Billionaire property owners' tactics

A recent study undertaken in the USA has shown that the 700 top property owners in that country (all of whom are property millionaires measured in dollars but billionaires in rand terms) make good use of the planning, research and comparative market analysis facilities now provided by the better agents and on the Internet.

The survey has also shown that if they have one characteristic in common it is that, while trusting their gut reactions, they also take a “careful commonsense” approach to their purchases and do not allow any emotional factors to influence decisions.

Discussing the survey, Mike Greeff, Chief Executive of Greeff Properties, said that when buying a home to live in it is inevitable that the purchaser will be swayed by some emotional factors. However, when buying as an investment, reason has to play the dominant role - and usually does with the shrewd investors surveyed.
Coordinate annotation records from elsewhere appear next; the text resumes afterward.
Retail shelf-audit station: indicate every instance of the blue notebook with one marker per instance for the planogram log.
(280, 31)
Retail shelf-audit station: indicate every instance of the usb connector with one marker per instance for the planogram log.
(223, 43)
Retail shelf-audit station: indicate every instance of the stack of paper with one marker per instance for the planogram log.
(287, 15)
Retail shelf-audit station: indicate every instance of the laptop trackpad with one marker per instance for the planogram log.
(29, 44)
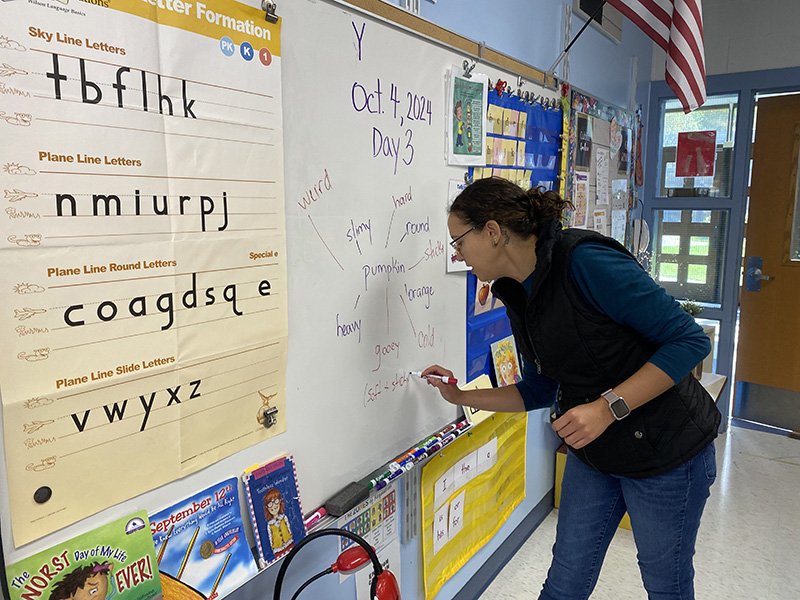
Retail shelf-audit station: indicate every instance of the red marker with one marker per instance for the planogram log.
(443, 378)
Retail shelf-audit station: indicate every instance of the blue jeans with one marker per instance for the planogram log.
(665, 514)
The survey, he said, shows that astute buyers never allow themselves to be rushed into a purchase. They take their time and meticulously study market conditions before making decisions. They will in most instances let a property go rather than pay above the price they believe it to be worth, even when they like it.
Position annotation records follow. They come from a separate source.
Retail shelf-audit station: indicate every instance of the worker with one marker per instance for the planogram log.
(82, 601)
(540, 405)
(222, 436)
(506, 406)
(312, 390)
“When they do put in an offer it will usually be below the asking price,” said Greeff. “This is fair enough because in most Western economies homes are still selling at 5% to 12% below the asking price.”
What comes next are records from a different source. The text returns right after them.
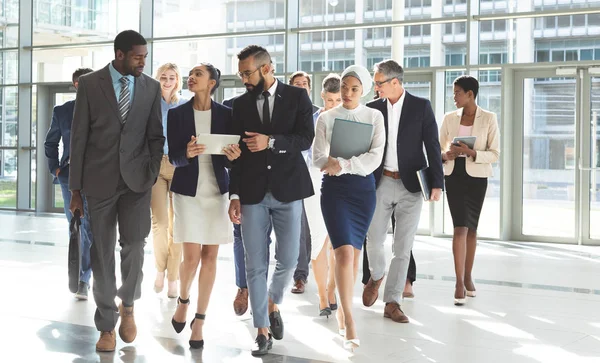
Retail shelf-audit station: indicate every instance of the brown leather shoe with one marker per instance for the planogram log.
(127, 329)
(240, 303)
(393, 311)
(298, 287)
(107, 342)
(371, 291)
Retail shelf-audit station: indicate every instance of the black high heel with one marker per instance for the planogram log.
(197, 344)
(177, 325)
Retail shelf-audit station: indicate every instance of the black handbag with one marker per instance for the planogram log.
(74, 262)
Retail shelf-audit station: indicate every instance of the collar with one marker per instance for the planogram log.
(116, 75)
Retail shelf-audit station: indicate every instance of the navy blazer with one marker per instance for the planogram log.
(417, 128)
(60, 128)
(180, 128)
(282, 169)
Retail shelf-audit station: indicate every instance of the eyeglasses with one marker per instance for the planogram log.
(379, 84)
(248, 74)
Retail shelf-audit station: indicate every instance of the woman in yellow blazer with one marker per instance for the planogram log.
(466, 172)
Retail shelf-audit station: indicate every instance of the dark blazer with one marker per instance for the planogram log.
(280, 170)
(103, 148)
(417, 128)
(60, 128)
(180, 128)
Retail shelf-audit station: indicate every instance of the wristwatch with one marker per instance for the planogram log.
(271, 142)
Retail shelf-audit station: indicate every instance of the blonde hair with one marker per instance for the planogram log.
(173, 67)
If they see the market rising and offers becoming more competitive they change their tactics and adjust their pricing accordingly, said Greeff.

Most, he added, study the property trends and almost always purchase well before the market hits the top of a cycle. Once that point has been reached they tend to be markedly reluctant to invest until conditions are more favourable.

A fairly high proportion (±25%) of those surveyed, added Greeff, spefically target repossessed homes and properties sold under difficult circumstances, e.g. following a divorce, forced sale or when the property is sold as part of a deceased estate.

Such homes, said Greeff, can sometimes be bought for as much 30% below their true value, especially if they have been neglected for some time prior to coming on the market.

An important characteristic of the successful owners revealed by the survey, said Greeff, is that they have good relationships with reputable agents.

“It may take time for the average buyer to find an agent who suits his mindset and personality and who will always be objective but and put the client’s goals first. When you do find such an agent he or she can be a wonderful counsellor and ally and it pays to cultivate and build up a relationship with such people to your mutual benefit,” said Greeff.